Shrimp and zucchini mousse
- 1 zucchini
- 1 shallot
- 1 garlic clove
- 1/2 a leek - only the white part
- 1/2 an onion
- 2 TBS water
- 2 TBS mascarpone
- 125 g of small grey peeled shrimps
- Salt and pepper from the mill
- 1 TBS chopped chives
- 1 small jar of lump roe
- 1 dash of olive oil
- 1 TBS lemon juice
- 1 pinch of Espelette chilli
- Step 1 On low heat, fry the shallot and the onion in a pan with the olive oil until they become clear and not golden. Chop the zucchini into tiny pieces and add them, as well as the white leek thinly sliced, the garlic, a little water, cover and let it simmer for 10 minutes . Add salt and pepper and stir regularly so it doesn’t burn. Add a little water if necessary. When this is done, mix until it turns into a sort of homogenous foam and store in the refrigerator until you are ready to do the final preparation right before serving.

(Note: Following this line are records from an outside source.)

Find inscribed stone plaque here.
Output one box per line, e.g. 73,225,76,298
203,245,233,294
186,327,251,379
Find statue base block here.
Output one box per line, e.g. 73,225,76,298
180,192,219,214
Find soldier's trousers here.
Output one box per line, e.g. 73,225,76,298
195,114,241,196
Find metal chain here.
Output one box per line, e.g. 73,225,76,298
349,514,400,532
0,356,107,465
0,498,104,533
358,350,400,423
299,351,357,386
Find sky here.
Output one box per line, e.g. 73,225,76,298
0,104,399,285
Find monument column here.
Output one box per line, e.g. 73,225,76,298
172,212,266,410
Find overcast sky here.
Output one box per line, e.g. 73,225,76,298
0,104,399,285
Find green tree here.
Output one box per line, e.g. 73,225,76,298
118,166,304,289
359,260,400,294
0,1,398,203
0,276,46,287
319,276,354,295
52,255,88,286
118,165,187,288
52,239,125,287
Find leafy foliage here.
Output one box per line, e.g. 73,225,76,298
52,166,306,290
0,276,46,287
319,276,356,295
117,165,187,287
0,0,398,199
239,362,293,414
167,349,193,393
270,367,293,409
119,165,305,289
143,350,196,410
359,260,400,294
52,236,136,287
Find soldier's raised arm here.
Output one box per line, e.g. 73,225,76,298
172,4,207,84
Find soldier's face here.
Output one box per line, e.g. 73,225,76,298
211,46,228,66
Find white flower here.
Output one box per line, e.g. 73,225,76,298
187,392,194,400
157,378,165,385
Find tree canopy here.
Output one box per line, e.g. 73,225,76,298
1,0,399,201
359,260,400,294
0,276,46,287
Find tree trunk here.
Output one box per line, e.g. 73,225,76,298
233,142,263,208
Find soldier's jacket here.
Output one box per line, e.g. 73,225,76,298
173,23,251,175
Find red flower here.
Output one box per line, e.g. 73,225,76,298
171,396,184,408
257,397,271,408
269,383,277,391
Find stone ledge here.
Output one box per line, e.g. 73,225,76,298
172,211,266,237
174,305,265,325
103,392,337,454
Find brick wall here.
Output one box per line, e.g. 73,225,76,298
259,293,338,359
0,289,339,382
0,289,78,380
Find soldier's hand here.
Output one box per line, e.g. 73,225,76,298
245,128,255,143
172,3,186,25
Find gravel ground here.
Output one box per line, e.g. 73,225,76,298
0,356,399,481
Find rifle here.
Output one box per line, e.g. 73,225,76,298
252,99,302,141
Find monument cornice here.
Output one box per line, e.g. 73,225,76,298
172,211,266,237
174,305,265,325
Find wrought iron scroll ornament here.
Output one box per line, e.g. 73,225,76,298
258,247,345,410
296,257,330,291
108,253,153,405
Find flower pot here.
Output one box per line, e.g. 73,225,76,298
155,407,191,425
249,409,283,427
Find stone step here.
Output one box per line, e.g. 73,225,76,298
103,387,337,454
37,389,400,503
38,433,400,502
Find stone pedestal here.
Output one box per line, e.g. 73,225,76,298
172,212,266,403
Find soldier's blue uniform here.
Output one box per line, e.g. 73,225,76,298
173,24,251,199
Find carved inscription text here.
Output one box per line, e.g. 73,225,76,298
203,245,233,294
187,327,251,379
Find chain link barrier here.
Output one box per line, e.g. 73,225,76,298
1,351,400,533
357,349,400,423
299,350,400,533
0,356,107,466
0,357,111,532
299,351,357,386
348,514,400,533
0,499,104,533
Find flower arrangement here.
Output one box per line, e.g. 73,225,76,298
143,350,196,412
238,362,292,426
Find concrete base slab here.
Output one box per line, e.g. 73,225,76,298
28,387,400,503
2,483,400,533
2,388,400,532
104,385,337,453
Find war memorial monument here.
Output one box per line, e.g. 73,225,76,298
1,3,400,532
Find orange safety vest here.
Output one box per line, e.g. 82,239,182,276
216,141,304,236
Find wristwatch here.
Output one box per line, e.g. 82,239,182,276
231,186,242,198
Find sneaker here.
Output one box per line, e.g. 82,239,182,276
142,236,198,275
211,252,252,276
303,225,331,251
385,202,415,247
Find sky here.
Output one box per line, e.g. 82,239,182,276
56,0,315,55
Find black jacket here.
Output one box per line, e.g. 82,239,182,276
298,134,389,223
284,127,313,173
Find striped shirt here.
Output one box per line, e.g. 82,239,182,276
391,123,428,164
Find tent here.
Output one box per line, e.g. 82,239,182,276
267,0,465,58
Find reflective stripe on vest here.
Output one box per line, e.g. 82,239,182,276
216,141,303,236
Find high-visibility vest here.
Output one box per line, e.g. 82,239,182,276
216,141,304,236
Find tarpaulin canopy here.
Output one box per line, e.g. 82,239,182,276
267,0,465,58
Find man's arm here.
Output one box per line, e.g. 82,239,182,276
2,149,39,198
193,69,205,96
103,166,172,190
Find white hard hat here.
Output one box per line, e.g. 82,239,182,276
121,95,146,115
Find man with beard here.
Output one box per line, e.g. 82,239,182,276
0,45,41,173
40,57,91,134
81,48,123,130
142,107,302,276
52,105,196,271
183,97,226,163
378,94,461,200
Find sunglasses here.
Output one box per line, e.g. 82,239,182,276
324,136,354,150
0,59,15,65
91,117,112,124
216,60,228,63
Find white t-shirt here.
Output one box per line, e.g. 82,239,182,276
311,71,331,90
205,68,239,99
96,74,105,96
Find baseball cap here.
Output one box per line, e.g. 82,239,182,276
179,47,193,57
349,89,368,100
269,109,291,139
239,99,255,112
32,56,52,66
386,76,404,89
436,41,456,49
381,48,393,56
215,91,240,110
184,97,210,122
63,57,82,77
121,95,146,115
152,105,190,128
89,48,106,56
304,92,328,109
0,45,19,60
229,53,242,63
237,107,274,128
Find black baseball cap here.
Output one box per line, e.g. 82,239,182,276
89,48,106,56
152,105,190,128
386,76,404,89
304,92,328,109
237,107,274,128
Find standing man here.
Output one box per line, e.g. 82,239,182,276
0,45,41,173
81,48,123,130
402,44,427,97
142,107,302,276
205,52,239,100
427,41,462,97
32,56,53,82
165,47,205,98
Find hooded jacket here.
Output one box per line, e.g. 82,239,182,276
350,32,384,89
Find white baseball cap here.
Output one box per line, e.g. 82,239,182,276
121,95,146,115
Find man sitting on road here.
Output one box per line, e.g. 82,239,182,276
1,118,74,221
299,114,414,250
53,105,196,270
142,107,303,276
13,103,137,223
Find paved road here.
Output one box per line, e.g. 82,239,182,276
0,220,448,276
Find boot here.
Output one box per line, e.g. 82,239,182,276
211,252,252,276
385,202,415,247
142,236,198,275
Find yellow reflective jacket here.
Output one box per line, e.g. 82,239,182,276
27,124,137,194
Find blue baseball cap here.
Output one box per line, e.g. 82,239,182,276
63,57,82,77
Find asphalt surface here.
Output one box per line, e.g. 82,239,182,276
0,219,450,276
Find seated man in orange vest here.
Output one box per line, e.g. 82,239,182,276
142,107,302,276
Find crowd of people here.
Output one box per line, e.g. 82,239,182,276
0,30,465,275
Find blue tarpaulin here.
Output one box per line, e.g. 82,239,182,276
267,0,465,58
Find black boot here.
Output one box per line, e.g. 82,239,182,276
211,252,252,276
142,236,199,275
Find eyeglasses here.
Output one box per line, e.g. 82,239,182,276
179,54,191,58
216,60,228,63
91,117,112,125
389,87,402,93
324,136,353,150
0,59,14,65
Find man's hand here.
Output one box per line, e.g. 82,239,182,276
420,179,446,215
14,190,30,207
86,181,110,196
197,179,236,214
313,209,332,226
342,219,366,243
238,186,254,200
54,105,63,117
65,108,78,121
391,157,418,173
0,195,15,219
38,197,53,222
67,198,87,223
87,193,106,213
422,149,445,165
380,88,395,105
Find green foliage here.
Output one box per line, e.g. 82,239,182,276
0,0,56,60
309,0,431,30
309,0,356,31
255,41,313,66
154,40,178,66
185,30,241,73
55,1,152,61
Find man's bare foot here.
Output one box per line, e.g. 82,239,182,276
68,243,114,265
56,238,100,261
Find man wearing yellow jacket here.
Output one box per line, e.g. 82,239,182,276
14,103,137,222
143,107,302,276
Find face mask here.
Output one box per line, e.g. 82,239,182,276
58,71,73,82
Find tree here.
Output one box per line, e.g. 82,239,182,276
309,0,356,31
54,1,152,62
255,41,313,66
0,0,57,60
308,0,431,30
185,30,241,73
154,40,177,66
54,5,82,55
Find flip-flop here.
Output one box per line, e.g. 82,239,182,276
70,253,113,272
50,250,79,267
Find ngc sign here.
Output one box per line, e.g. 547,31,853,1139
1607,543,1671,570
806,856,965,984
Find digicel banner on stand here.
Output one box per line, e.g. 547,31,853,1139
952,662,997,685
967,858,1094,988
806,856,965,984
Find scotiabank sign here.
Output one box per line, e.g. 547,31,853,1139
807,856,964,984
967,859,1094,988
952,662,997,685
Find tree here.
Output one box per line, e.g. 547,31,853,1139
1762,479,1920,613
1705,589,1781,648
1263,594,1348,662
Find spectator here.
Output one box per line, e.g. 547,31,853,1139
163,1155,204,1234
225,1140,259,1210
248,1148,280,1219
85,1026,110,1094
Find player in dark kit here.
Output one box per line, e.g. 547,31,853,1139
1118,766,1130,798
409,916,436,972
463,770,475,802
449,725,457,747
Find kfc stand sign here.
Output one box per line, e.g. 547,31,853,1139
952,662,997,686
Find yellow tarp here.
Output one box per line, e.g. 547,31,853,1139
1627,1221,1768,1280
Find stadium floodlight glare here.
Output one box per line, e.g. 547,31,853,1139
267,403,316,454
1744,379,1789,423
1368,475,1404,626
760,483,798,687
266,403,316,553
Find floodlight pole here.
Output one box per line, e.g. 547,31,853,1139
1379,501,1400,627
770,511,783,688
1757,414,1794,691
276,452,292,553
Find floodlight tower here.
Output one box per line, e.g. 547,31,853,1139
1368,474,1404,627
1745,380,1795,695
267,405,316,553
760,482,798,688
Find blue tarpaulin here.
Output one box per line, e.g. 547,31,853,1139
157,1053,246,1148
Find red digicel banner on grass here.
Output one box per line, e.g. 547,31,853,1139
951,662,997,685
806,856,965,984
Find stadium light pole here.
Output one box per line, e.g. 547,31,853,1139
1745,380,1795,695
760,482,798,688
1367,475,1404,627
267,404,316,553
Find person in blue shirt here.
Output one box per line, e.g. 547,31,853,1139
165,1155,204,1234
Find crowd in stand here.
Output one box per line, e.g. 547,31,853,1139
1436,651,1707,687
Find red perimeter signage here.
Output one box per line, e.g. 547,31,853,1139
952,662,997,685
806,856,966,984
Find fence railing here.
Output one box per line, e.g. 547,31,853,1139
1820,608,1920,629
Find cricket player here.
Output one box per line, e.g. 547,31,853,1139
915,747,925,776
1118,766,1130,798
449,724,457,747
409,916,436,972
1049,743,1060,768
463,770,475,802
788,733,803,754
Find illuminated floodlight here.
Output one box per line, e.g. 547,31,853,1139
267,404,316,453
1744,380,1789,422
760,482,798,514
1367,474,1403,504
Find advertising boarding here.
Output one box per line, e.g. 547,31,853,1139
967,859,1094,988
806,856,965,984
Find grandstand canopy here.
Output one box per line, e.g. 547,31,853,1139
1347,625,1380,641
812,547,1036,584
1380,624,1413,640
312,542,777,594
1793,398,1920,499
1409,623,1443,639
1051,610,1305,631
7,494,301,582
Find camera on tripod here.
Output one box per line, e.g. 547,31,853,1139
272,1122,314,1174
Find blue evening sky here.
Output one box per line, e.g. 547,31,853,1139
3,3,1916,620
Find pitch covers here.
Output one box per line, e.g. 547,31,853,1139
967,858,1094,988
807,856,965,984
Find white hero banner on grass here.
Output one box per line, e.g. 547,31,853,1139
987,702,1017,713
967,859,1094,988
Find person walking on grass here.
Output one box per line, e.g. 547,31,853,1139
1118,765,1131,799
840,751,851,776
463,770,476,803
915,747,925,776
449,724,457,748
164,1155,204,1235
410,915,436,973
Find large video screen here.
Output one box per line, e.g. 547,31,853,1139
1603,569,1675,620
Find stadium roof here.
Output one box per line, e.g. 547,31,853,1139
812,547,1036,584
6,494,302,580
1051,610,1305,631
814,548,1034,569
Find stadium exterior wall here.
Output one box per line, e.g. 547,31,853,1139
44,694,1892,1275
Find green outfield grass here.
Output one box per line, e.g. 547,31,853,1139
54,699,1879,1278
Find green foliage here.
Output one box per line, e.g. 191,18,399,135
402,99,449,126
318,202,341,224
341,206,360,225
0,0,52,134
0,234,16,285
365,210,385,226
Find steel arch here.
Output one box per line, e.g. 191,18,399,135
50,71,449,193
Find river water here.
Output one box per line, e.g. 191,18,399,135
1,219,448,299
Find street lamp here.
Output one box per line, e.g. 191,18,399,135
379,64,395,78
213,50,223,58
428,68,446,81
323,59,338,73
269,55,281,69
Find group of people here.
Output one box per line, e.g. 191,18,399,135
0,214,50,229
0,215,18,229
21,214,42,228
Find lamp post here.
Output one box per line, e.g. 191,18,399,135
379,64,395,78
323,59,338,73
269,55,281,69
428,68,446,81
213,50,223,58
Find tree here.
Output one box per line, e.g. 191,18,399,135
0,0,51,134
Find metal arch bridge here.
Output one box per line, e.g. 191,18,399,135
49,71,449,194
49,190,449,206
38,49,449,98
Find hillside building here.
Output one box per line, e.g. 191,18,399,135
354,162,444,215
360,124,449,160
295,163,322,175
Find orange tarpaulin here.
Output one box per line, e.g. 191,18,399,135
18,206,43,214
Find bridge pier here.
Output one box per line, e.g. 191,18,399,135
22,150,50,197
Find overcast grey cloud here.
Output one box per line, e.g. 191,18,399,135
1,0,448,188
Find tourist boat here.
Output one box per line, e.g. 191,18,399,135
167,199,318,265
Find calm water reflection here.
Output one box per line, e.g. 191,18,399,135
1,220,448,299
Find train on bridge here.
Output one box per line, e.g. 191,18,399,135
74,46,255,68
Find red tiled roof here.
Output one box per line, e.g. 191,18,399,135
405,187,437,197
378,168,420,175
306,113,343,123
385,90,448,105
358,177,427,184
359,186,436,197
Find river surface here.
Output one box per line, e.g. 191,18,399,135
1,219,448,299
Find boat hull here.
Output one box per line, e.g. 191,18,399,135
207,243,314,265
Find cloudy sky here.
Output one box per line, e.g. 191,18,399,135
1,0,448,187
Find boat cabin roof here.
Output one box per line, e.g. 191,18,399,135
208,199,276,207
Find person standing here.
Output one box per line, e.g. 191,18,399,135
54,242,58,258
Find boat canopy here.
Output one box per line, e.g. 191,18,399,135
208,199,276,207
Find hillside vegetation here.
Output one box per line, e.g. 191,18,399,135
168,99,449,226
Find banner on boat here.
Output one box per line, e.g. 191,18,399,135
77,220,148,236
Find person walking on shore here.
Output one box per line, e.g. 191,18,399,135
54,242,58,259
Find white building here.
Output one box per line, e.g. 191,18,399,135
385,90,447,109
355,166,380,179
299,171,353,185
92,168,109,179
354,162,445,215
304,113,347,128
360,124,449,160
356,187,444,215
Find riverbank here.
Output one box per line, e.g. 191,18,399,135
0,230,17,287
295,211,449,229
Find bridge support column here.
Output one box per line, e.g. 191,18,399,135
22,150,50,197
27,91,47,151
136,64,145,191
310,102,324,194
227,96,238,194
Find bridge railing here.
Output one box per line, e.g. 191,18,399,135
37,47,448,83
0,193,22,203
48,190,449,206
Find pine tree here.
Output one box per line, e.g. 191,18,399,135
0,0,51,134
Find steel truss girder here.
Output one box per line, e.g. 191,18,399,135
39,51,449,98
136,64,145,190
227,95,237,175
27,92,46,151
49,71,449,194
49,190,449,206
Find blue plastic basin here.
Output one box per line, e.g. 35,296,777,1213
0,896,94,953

- Step 2 Before serving, mix the chopped chives to the mascarpone and mix into the zucchini preparation. Check the seasoning and delicately put the mixture at the bottom of a nice glass (verrine). In a separate bowl, add the pinch of Espelette chili, pepper from the mill and a few drops of lemon juice if you wish. No need to add salt. Mix and spread the shrimps on top of the zucchini mousse. On top of the little mount of shrimps, delicately insert a tiny spoon of mascarpone on which you will place a tsp of the roe lump topped by little chive stems. Serve immediately.